– Много вопросов! – заметил Кочкин.
– И думаю, что это ещё даже не все вопросы, – сказал фон Шпинне. – Но вот на последний у меня, пожалуй, есть ответ…
– Какой?
– Да здесь нет никакой загадки, ты тоже можешь на него ответить. Скорее всего, свидетель, если таковой был, как-то заинтересован в смерти купца.
– Может, это та женщина, которую видел Зрякин? – предположил Меркурий.
– Это нельзя исключать.
– И что вы намерены делать?
– Поступлю, как всякий подчинённый человек: доложу об этом губернатору, пусть он решает. Если скажет, что в этом деле нужно разобраться, – разберёмся, а если нет – то на нет и суда нет! Но перед визитом к губернатору мне хотелось бы поговорить ещё с одним человеком…
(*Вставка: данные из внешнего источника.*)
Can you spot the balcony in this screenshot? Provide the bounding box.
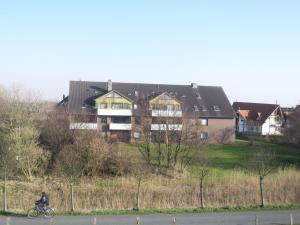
[98,109,132,116]
[151,109,182,117]
[109,123,131,130]
[151,124,182,131]
[70,123,98,130]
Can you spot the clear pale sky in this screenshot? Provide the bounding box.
[0,0,300,106]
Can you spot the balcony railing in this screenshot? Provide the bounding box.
[98,109,132,116]
[109,123,131,130]
[151,109,182,117]
[151,124,182,131]
[70,123,98,130]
– С кем-то из родственников Пядникова?
– Нет, с этими встречаться рано, пусть пока приходят в себя. Меня интересует городовой. Тот, кто спугнул нашего нового знакомца Зрякина. Если лавочник рассказал нам правду, то городовой может оказаться очень важным свидетелем. Он, я надеюсь, в отличие от Зрякина был трезв и, возможно, хорошо рассмотрел женщину в салоне. Более того, может быть, он не просто её рассмотрел, а смог узнать. Да, это была бы большая удача… – в задумчивости проговорил фон Шпинне и через мгновение продолжил: – В общем, у меня к тебе будет просьба – отыскать этого стража порядка и пригласить ко мне на беседу. Не откажешь? – Фома Фомич широко улыбнулся, он наперёд знал – ему не откажут.
– Нет, конечно. Как я могу отказать хорошему человеку, – проговорил Кочкин.
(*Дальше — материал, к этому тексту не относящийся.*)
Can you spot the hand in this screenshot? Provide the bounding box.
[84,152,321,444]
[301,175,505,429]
– Да, да, – закивал фон Шпинне, – в особенности, если этот хороший человек – твой начальник. Тогда завтра утром городовой должен быть у меня в кабинете. Не исключено, что хожалый мог видеть не только женщину, но и того, кто погасил свечу, и сам момент смерти…
– Но ведь Пядников умер не той ночью, о которой рассказывает Зрякин, – возразил Меркурий.
– А что мешало городовому быть возле окон салона и в ту ночь, когда умер купец?
– Почему же он в таком случае не доложил об этом куда следует?
– Хороший вопрос, я бы даже сказал – очень хороший, – кивнул фон Шпинне. – Вот завтра мы у него и спросим, если ты постараешься.
– Постараюсь. Иголку в сене – это трудно, а городового с улицы Красной – это раз плюнуть.
– Не хвались раньше срока, сначала найди, а потом хвост распушай! – приструнил его Фома Фомич.